Johnson’s draft law on Brexit contract in Northern Ireland is concerning



[ad_1]

Prime Minister Johnson promises that the UK will withdraw from the EU by the end of 2020, with or without a free trade agreement. With only a few months to go in the transition period, it seems difficult to reach a consensus on both sides.

Remember “Problems”

Rachel Powell grew up in the Army of the South, where British troops, often attacked by Irish Republican fighters, patrolled along the border between Northern Ireland and the Republic of Ireland during Trouble, a conflict that rocked Northern Ireland in 1968. -1998.

“The British government has no idea what it means to live on the border and is using it again for political football,” Powell told The Washington Post.

Reuters / Photo by Scanpix / Boris Johnson

Reuters / Photo by Scanpix / Boris Johnson

The 1998 Good Friday Agreement brought peace to Ireland, and today the border between Northern Ireland and the Republic of Ireland is invisible.

According to Powell, local communities are intimidated by uncertainty and dangerous policies towards Brexit.

Last week, Johnson used belligerent rhetoric to say that the EU is working to “divide our country” and stop food supply chains by creating new barriers between Britain and Northern Ireland.

“If we do not agree to the EU conditions, the EU will use an extreme interpretation of the Northern Ireland Protocol to introduce a full trade border in the Irish Sea,” Johnson wrote in the Telegraph.

Irish Foreign Secretary Simon Coveney called John’s claims that Europe was seeking a blockade of Northern Ireland “completely fictitious”.

Europeans are angry that Johnson has introduced a bill that would violate various parts of the Brexit deal, writes The Washington Post.

Last year’s agreement is designed to solve trade and customs problems by allowing Northern Ireland to exit the EU with the rest of the United Kingdom, while maintaining simple commercial and psychological ties with the Republic of Ireland, which will remain part of the Community. .

In the absence of a free trade agreement, some controls between North and South are likely to be needed to collect customs duties.

For his part, EU chief negotiator Michel Barnier said the Northern Ireland protocol signed last year does not threaten the integrity of the UK.

North Belfast activist Martin O’Brien, who helped push human rights issues in the Good Friday deal, says: Brexit, especially the form of this government’s Brexit, the hard Brexit, was launched without regard to the consequences for the North. Ireland “.

AFP / Scanpix photo / Protester against Brexit

AFP / Scanpix photo / Protester against Brexit

According to O’Brien, the deal signed between the UK and the EU last year is a “carefully crafted mechanism to minimize the worst effects of Brexit.”

“Now the government has decided not to follow through on the compromise and again it is very destabilizing,” he told The Washington Post.

“Increasing anxiety”

Katy Hayward, a professor at the University of Belfast in Belfast, said “the anxiety is only growing.”

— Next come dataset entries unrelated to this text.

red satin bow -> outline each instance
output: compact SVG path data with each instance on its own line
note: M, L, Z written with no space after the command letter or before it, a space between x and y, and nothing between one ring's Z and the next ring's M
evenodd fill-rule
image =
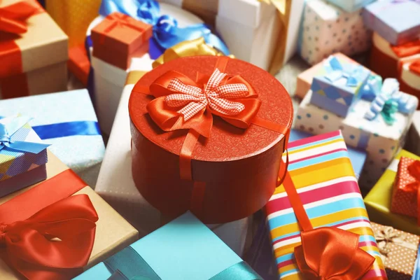
M1 251L29 279L71 279L88 264L97 220L88 195L71 196L24 220L0 225Z
M25 33L26 20L36 10L36 6L23 1L0 8L0 31L17 34Z
M241 76L227 76L216 69L209 78L198 74L196 81L169 71L150 86L155 99L147 105L149 115L164 131L191 129L210 136L213 115L240 128L247 128L261 102Z

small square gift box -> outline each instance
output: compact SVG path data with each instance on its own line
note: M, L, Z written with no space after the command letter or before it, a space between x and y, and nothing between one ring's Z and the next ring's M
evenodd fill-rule
M113 13L92 29L93 55L125 70L132 57L147 53L152 33L152 25Z
M70 279L137 231L48 151L46 181L0 199L2 280Z
M30 120L0 117L0 197L47 178L49 145L28 124Z
M0 15L0 99L66 90L67 36L41 5L4 0Z
M363 9L365 24L396 46L420 36L420 4L416 1L384 0Z
M24 112L60 160L94 187L105 145L86 90L0 100L0 115Z
M419 101L400 92L396 79L385 80L379 92L375 83L367 85L346 118L310 104L309 91L299 106L295 127L316 134L341 130L347 145L368 152L359 183L370 188L404 146Z
M290 142L288 151L288 171L265 207L279 278L386 279L341 133Z
M300 33L300 56L314 65L335 52L353 55L370 47L361 12L347 13L324 0L307 1Z
M330 56L314 77L311 104L345 118L370 75L363 66Z
M420 237L375 223L372 223L372 229L388 277L417 279L414 276L420 272L417 259Z
M189 212L95 265L75 280L92 279L262 280Z
M419 160L420 157L402 150L388 167L373 188L365 197L365 204L370 219L381 225L391 225L404 232L420 234L416 219L391 211L394 182L397 176L398 162L401 158Z

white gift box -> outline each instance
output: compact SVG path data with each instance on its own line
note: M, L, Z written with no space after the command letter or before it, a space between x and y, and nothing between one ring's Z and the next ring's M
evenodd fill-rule
M128 101L134 85L124 88L95 191L144 237L162 225L160 212L137 190L132 176ZM242 255L251 242L252 217L209 227L235 253Z
M371 188L404 146L414 111L408 115L396 113L395 123L388 125L382 115L372 120L365 119L365 113L370 109L371 102L362 99L357 101L347 117L343 118L311 104L312 94L309 91L300 104L295 127L315 134L341 130L347 145L368 152L359 183L363 188ZM419 100L414 97L412 99L416 108Z
M97 122L86 90L34 95L0 101L0 114L24 114L33 118L29 124L38 126L62 122ZM74 135L43 139L48 148L89 186L94 187L105 146L99 135Z
M300 27L300 56L311 65L330 55L351 56L369 49L372 32L361 11L347 13L324 0L307 1Z
M175 18L180 27L202 22L202 20L191 13L174 6L162 4L160 5L160 10L162 15L169 15ZM92 29L102 20L104 17L99 16L92 21L87 35L90 35ZM90 53L92 55L92 50ZM101 130L104 134L109 135L127 72L131 69L151 70L153 61L148 54L146 54L137 59L134 58L130 67L126 70L106 63L92 55L91 61L94 69L95 108Z

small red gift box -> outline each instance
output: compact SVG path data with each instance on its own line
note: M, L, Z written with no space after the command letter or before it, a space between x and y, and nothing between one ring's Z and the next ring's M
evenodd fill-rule
M401 158L394 182L391 211L412 217L419 216L420 161Z
M121 13L113 13L92 29L93 56L122 69L133 55L148 51L153 26Z

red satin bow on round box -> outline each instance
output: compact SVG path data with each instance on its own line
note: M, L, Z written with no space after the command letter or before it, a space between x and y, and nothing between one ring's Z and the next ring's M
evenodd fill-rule
M227 223L272 195L293 106L264 70L227 57L173 60L139 80L129 111L134 183L164 215Z

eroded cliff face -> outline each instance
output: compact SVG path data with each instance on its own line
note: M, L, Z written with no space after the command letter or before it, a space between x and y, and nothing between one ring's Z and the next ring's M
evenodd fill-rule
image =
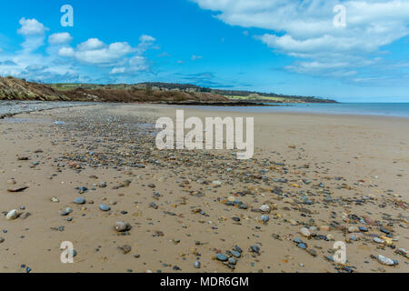
M98 102L227 102L212 93L75 88L59 91L50 85L15 77L0 77L0 100L98 101Z

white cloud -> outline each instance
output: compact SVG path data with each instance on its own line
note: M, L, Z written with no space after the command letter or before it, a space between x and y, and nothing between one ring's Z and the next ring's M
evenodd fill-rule
M48 37L50 45L66 45L73 40L73 37L68 33L54 34Z
M202 58L203 58L202 55L192 55L192 61L199 60Z
M126 71L126 68L125 67L114 67L112 70L111 70L111 72L109 72L109 74L112 74L112 75L114 75L114 74L124 74L124 73L125 73L125 71Z
M102 48L104 46L105 46L105 44L104 44L98 38L90 38L87 41L79 44L77 45L77 49L78 49L78 51L85 52L85 51L96 50L96 49Z
M407 0L191 1L227 25L271 31L254 37L276 52L305 58L287 66L297 72L317 73L323 64L326 74L331 64L342 63L347 75L346 67L376 62L384 45L409 35ZM346 27L333 23L339 4L346 8Z
M105 44L98 38L73 46L69 45L73 41L70 34L55 33L49 35L45 50L37 51L45 45L48 28L36 19L25 17L20 25L17 33L25 39L22 49L0 55L0 75L43 82L115 82L115 75L132 79L150 69L144 54L153 48L153 36L142 35L136 46L127 42Z
M72 47L61 47L60 50L58 51L58 55L60 56L74 56L75 55L75 52L74 51L74 49Z
M139 40L143 43L153 43L156 41L156 39L151 35L142 35L141 37L139 37Z
M36 19L25 19L23 17L20 19L19 24L21 25L21 28L17 32L25 36L44 35L48 30L48 28Z

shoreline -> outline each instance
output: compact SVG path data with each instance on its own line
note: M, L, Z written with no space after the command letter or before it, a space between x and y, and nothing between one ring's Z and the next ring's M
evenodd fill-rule
M20 215L0 216L0 272L408 272L395 253L409 242L408 120L258 114L254 156L238 161L226 150L156 150L145 125L175 109L100 104L0 121L0 212ZM7 191L20 186L28 188ZM117 232L116 222L132 229ZM381 228L394 249L374 241ZM75 264L60 262L63 241L73 242ZM335 241L346 244L344 266L328 260ZM234 268L215 258L234 246Z

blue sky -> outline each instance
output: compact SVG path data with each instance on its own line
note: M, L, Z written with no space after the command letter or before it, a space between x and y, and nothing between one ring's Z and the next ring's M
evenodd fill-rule
M409 102L408 24L407 0L2 1L0 75Z

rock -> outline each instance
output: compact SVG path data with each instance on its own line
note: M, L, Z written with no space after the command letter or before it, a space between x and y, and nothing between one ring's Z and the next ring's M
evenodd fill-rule
M258 209L260 209L261 212L270 212L270 206L265 204L262 205Z
M132 251L132 247L129 245L125 245L124 246L120 246L119 249L124 253L124 255L126 255L130 251Z
M8 220L13 220L13 219L17 218L17 216L18 216L17 210L13 209L7 213L7 215L5 216L5 218Z
M236 265L237 264L237 260L234 257L229 257L229 264L230 265Z
M16 187L12 187L12 188L8 188L7 191L8 192L12 192L12 193L15 193L15 192L23 192L25 189L27 189L28 186L16 186Z
M102 204L99 206L99 209L101 209L102 211L109 211L109 210L111 210L111 207Z
M65 210L64 210L63 212L61 212L61 216L68 216L70 213L73 212L73 209L71 209L70 207L66 207Z
M389 257L384 256L382 255L378 255L377 260L382 265L386 265L386 266L398 265L396 261L394 261L393 259L390 259Z
M105 188L106 187L106 183L105 182L99 183L99 187L100 188Z
M301 248L301 249L306 249L306 246L305 246L304 243L298 244L297 246L298 246L299 248Z
M218 260L218 261L221 261L221 262L226 262L227 261L227 256L225 256L225 255L223 255L223 254L217 254L216 255L216 259Z
M125 222L117 222L115 224L115 230L117 232L125 232L125 231L128 231L131 230L132 226L130 224L128 223L125 223Z
M406 251L404 248L398 248L398 249L395 251L395 253L398 254L398 255L406 256L406 257L408 256L407 256L407 251Z
M7 185L15 185L16 183L15 179L7 180Z
M264 225L266 225L267 222L270 220L270 217L269 217L268 216L265 216L265 215L262 216L261 218L262 218L263 223L264 223Z
M260 247L258 247L258 246L255 246L255 245L253 245L253 246L250 247L250 250L251 250L253 253L257 253L257 254L260 253Z
M74 203L77 205L84 205L85 204L85 199L83 197L78 197L75 200L74 200Z
M326 239L328 239L328 240L334 240L335 237L333 235L328 234L328 235L326 235Z
M300 229L300 234L302 234L305 237L310 237L311 236L311 232L305 227L303 227L303 228Z

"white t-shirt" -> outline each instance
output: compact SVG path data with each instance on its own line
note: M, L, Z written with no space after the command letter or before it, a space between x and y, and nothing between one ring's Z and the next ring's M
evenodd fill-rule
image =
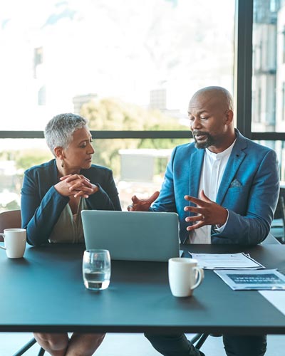
M220 153L212 152L207 148L205 150L199 192L203 189L207 197L213 201L216 201L219 184L235 142L234 140L229 147ZM200 197L198 198L200 199ZM217 231L222 232L226 224L218 229ZM211 225L205 225L190 231L189 240L190 244L211 244Z

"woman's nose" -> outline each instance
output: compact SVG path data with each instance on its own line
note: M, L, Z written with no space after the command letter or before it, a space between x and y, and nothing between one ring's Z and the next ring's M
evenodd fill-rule
M90 153L90 155L93 155L94 152L95 152L95 150L94 150L93 147L92 146L91 144L89 144L88 153Z

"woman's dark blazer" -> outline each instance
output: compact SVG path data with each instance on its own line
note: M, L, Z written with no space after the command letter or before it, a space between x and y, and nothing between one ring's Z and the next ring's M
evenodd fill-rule
M118 193L110 169L92 164L81 174L99 187L86 199L88 209L121 210ZM48 242L54 225L69 201L54 188L59 182L56 159L32 167L25 172L21 189L22 227L27 230L27 241L38 246Z

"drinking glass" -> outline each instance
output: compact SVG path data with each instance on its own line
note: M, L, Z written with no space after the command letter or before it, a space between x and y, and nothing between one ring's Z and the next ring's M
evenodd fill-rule
M100 290L110 284L111 261L108 250L86 250L82 265L84 286L87 289Z

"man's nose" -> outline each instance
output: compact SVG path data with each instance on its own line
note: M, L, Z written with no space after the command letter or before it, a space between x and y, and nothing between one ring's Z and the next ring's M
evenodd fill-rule
M194 120L191 122L190 126L192 130L199 130L202 127L201 120L198 117L194 119Z

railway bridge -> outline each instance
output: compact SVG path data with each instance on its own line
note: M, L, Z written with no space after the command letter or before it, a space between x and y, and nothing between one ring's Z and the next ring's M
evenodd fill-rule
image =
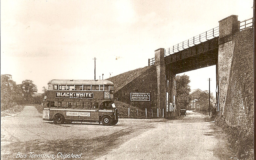
M174 111L177 110L175 99L176 74L213 65L216 65L216 86L218 86L216 97L219 115L223 114L226 117L230 117L229 119L231 122L233 118L234 118L234 116L241 117L239 117L239 114L242 114L244 117L245 115L247 116L248 114L250 114L248 111L244 109L246 102L244 102L246 99L244 97L248 95L242 95L243 91L240 90L243 89L244 92L245 89L242 88L244 88L243 85L246 82L243 81L240 78L236 78L239 77L236 76L236 74L241 73L235 72L236 69L235 66L239 60L235 57L241 57L241 54L244 54L245 56L248 55L250 57L253 56L252 21L252 18L240 22L238 20L237 16L232 15L219 21L219 26L217 27L170 48L159 48L155 51L155 57L148 59L148 65L154 65L156 67L157 83L157 105L160 109L164 109L166 118L177 115L177 112ZM245 65L251 67L253 65L252 64L252 62L249 62ZM253 79L252 75L249 76L252 77ZM233 97L234 94L231 93L231 88L234 88L232 86L234 86L232 85L235 82L233 81L236 80L238 83L241 83L241 85L237 85L236 89L239 91L236 96L240 97L241 99L236 99ZM231 80L233 81L231 82ZM253 88L253 86L251 87ZM232 89L236 89L233 88ZM228 97L231 100L229 101L228 100ZM236 107L230 106L232 103L230 102L232 101L232 98L235 101L232 103L237 103ZM229 113L235 110L235 108L241 105L244 105L241 107L243 113L237 112L236 114L235 113L234 114L236 115L235 116ZM227 109L225 108L225 106ZM250 120L252 118L249 117L238 118L237 123L253 123ZM241 118L244 119L241 121L239 119Z

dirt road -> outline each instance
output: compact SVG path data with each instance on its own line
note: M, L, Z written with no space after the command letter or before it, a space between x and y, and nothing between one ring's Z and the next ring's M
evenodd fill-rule
M81 154L65 159L228 159L224 135L208 119L190 112L174 120L121 119L114 126L59 125L27 106L1 118L1 159L63 159L61 153Z

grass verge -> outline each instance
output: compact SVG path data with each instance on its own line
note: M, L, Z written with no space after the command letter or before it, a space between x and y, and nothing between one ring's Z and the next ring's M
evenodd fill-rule
M215 125L221 128L227 135L229 147L239 159L253 159L253 130L239 126L229 126L223 116L215 118Z

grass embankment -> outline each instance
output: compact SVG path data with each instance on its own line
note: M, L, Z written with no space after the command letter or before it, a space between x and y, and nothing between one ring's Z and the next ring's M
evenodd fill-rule
M132 105L124 103L121 102L116 101L115 102L115 104L118 109L119 113L118 115L121 118L129 118L128 110L130 108L130 118L142 118L146 117L146 114L145 110L143 110L139 108L138 108ZM137 113L138 110L138 114ZM150 117L150 114L152 114L149 111L147 112L148 117ZM151 112L151 111L150 111ZM151 114L152 115L152 114ZM152 116L151 116L152 117Z
M227 135L229 147L239 159L253 159L253 130L239 126L229 126L223 116L215 118L215 125L221 128Z
M13 116L22 111L25 105L17 105L1 111L1 117Z

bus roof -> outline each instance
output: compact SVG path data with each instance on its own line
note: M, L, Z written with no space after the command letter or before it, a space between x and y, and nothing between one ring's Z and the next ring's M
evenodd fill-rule
M105 84L114 85L113 82L107 80L52 80L48 84Z

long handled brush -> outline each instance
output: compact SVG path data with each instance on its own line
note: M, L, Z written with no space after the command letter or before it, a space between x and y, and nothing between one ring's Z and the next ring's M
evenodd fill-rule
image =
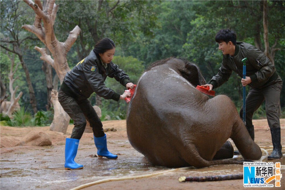
M245 61L247 59L247 58L244 58L241 61L243 63L243 78L244 79L245 78L245 75L246 74L246 66L245 65ZM246 124L246 122L245 121L245 92L246 91L245 87L243 87L243 124L245 126Z
M210 96L215 96L215 91L212 90L211 92L209 92L210 87L207 86L206 87L204 87L199 85L197 85L196 87L196 89L199 91L202 92L204 94L205 94Z
M134 87L133 88L133 89L131 89L130 88L128 90L128 90L130 91L131 92L131 96L130 97L126 97L125 98L125 101L127 103L129 103L131 101L131 99L133 97L133 95L134 95L134 93L135 92L135 90L136 89L136 87L137 86L137 85L134 84Z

“We are faced with the possibility that the UK is arrogantly violating international law by using Northern Ireland’s position to justify it. This sets a whole new precedent. And it responds very badly to peace, “Hayward said.

More than 3,5 thousand people died during the so-called “troubled” conflict. people, more than half of them civilians.

Johnson’s minister in Northern Ireland acknowledged that the new bill would “violate international law”, but only in a “specific and limited way.”

If the UK and Europe do not sign a trade agreement before the end of the year, trade between the UK and the EU will be subject to the rules of the World Trade Organization and customs duties will apply. 40-year supply chains could be disrupted, writes The Washington Post

Former British Prime Ministers Tony Blair and John Major have condemned Johnson’s attempts to repeal parts of the Brexit deal, calling them “shameful”. They asked Labor and Conservatives to vote against the bill.

“This is not just about Ireland, the peace process and the trade agreement negotiations, no matter how important that is.” “This calls into question the unity of our nation,” they wrote in The Sunday Times.